Exhibited in 2016, “Oil on Paper” does not only constitute Nemeth’s first public display of her work in Tokyo, Japan, but her first solo show as well. Initially held at Cale in Higashiazabu, Tokyo, the exhibition comprised 8 artworks of identical size and theme, creating a clearly comprehensive series of works which were to give a direction for her creative output during the following years.
Being well versed within music, playing multiple instruments in her youth, Nemeth wanted to bring a sonic aspect into the realm of visual arts, and more specifically painting in this case. Recording and collection very short segments form pure musical works, as well as more mundane sound snippets from the bustling streets, she thereafter set out to transcribe these instances into colour and shape directly, following her instinct. Drawing up and marking a minute grid on each piece of paper with sewing pins, wherein each square is 2.5 centimeters tall and wide, Nemeth thereon methodically filled in the table-like structure she had laid down following her natural transcription of the sounds she saw worthy of painting in order to create a visual harmony.
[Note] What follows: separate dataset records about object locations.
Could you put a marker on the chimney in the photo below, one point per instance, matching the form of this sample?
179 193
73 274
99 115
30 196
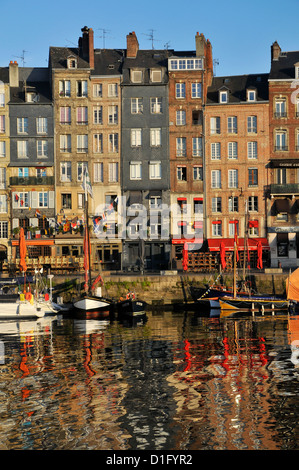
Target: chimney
132 45
200 44
275 51
86 46
13 74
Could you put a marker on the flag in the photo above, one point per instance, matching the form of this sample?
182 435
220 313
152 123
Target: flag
86 184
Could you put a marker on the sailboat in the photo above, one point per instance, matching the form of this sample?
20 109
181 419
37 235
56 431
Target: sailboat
254 304
90 304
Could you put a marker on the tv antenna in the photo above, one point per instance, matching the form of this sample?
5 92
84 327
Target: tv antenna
151 37
104 32
22 57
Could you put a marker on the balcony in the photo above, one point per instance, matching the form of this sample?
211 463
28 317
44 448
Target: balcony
31 180
284 188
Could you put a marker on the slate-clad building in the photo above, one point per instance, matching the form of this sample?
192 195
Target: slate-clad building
145 174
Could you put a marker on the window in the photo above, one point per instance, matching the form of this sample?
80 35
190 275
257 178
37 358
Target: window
113 114
22 125
232 149
2 149
252 203
232 127
2 124
136 76
216 204
180 90
66 171
181 148
156 105
113 143
215 151
41 125
232 178
155 170
65 143
82 143
281 140
66 201
216 178
280 108
196 90
182 173
252 124
98 143
197 173
98 114
81 87
136 105
197 147
3 229
135 171
233 204
65 115
43 199
98 172
217 228
97 90
113 172
223 96
252 176
64 88
136 137
215 125
42 148
82 115
180 118
2 178
22 148
80 170
156 137
252 150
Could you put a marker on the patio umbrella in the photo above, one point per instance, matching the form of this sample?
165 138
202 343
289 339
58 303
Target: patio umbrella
185 257
259 255
222 255
22 249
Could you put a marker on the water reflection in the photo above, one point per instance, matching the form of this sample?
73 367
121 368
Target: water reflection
177 382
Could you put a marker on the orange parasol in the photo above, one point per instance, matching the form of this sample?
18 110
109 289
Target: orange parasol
22 249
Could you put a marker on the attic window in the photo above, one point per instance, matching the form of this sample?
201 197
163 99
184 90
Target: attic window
71 63
223 96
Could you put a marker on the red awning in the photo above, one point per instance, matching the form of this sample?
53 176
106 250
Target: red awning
214 244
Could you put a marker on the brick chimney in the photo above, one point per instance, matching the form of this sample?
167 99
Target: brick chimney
13 74
86 46
132 45
275 51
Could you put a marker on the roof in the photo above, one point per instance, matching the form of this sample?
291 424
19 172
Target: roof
284 67
237 86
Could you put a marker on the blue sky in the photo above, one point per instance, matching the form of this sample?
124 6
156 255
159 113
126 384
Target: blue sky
241 33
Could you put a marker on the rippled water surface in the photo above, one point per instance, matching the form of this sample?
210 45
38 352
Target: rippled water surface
177 382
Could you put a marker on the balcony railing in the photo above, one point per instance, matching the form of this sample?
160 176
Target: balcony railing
284 188
31 180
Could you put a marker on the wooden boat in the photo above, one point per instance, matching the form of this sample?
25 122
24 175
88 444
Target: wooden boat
131 308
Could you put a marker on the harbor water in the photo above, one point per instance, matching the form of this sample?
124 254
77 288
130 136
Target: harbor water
179 381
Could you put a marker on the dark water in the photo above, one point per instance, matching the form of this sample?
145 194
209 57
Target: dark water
177 382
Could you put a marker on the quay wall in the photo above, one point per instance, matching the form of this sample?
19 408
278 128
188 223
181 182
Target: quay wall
173 288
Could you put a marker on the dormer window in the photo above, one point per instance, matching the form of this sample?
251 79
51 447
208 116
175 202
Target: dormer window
251 95
223 96
71 62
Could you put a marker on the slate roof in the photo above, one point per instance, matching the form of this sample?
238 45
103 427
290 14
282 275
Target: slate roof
237 86
284 67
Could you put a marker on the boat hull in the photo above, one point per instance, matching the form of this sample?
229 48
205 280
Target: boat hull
256 306
92 307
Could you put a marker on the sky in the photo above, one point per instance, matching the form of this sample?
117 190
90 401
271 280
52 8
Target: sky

It is in this latter part, beyond the conceptual framework and the underlying structure, that the unique qualities of the process of repetition, an essential aspect of her work, becomes evident, by the fact that she embraces the individual expression of each stroke rather than trying to erase them.
Blending and merging different art forms together in order to generate a completely unique expression, Lui Nemeth, channels through her artworks and creations a freeform, ever-evolving process, which interacts and plays with the notion of structure.
Focused on the act of painting in itself, on paint in its pure physicality, rather than on the finished image; concentrated on the succession of uncertainties and subsequent possibilities within the musical gesture rather than the completed, recorded piece, Nemeth’s vision is that of a world as making, one which finds its purpose in doing rather than being done.